2) Bass drum. The bass drum should be a large concert type, but needs to be slightly muted for the places with rapid figures. Otherwise, I prefer the sound to be deep and resonant (for example, the passage at measure 118). When possible, I have suggested using two bass drums – a smaller muted one for fast playing with two mallets; and a large one for everything else. I like to hear a distinct change in timbre after the downbeat accent at measure 293, either by removing the mute, or by changing drums and using a larger mallet. If two bass drums are used, I would play both drums simultaneously for the sffz shots beginning at measure 354.

3) Songbells. Songbells are no longer manufactured, and so it is indicated in the score and the part that a vibraphone may be substituted. Songbells is a transposing instrument the same as the xylophone. It is absolutely critical that this part be played one octave higher than written throughout the piece, otherwise the voicing of the chords will be destroyed.

4) Mallets. The metalophone choir (glock, songbells, vibes) should have a homogeneous sound. Players should change mallets when indicated, and select the softer and harder mallets to maintain a consistent voicing. For the beginning build-up passage (and again at measure 167) I recommend the glockenspiel player use hard rubber mallets; songbells (even if playing this part on a vibes) use medium rubber mallets; and vibraphone use soft vibraphone mallets. The overall sound should be delicate – something like a celesta. The vibrato effect is important in the vibes part, and should be on or off as indicated. The motor speed should be rather slow, but not so slow as to be unnoticeable.
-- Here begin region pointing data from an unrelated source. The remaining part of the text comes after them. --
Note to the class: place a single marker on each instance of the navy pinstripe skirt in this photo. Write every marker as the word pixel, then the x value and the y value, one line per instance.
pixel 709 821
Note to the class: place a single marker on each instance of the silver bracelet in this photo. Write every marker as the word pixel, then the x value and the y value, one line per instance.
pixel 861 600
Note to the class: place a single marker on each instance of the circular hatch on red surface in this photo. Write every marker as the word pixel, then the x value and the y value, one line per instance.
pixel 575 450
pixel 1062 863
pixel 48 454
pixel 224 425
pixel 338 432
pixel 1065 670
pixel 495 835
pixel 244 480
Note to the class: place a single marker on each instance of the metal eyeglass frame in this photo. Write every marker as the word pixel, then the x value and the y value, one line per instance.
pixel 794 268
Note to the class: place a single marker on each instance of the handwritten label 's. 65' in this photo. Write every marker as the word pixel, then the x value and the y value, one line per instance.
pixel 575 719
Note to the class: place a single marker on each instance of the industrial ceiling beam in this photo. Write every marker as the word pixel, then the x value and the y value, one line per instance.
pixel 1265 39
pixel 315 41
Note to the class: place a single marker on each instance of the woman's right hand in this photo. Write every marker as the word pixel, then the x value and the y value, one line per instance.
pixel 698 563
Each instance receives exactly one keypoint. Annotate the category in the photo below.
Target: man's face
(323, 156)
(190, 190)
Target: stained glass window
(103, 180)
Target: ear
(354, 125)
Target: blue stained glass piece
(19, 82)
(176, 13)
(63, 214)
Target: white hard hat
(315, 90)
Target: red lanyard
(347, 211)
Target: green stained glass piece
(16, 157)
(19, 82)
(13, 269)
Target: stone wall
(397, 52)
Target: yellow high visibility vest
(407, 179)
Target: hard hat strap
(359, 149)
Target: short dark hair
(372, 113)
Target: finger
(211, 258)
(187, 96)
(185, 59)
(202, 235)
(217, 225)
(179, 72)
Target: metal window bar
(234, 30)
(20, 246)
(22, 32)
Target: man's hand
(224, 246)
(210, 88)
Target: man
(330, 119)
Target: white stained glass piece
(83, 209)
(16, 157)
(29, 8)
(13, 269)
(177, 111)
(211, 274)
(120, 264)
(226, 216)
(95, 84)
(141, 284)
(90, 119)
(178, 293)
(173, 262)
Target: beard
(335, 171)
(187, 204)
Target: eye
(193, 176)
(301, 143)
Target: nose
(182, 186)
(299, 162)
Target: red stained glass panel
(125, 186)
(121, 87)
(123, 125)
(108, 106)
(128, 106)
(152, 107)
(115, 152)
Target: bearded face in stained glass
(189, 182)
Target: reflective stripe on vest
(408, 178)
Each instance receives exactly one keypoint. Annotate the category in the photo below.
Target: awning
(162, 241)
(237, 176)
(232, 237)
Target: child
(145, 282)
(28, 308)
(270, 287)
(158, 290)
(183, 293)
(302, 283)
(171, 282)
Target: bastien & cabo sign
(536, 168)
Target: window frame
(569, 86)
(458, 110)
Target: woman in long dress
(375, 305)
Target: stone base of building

Question 11: Is there anything in terms of Harmony that you think people need to know in order to actualize the piece the way it was intended?

BB: Not really. Voicing chords throughout Mudra should be accomplished mainly by choosing carefully the mallets used on the metalophones. It’s helpful if the glockenspiel has a pedal, in order to clarify chord notes as well as moving lines. The two vibraphones of course can pedal ad lib. I would point out that all three metalophones are l.v. in the build-up passages, and so should not use pedal there. The ringing sounds should create a cloud-like effect.

Question 12: Is there anything in terms of Melody that you think people need to know in order to actualize the piece the way it was intended?

BB: Play musically, and phrase the lines when slurs indicate a legato approach.

Question 13: Is there anything in terms of Rhythm that you think people need to know in order to actualize the piece the way it was intended?

BB: Play musically and with spirit when the passages are very rhythmic – exaggerate the accents.

Question 14: Is there anything in terms of Growth and the Form that you think people need to know in order to actualize the piece the way it was intended?

BB: Mudra is episodic, just as the original choreography was. I think the formal structure is fairly obvious to most listeners. An underlying issue addressed in the dance is the potential for misunderstanding and even violence in multi-cultural societies such as exist in Toronto. The music reflects this to an extent, but also the potential for understanding and accord.

Question 15: Is there anything else you want people to know about Mudra that people generally don’t know or get wrong?

BB: The Hindi word mudra refers to miming gestures, mostly made with the head, hands and arms in many Indian dance styles. Kathak dance, which is the style that both Joan Phillips and I were familiar with, evolved from story-telling. Both the choreography and the music convey a sense of narrative. I often describe Mudra as a miniature ballet suite where the music, although abstract by itself, still holds an implicit sense of a story-line seen in the dance.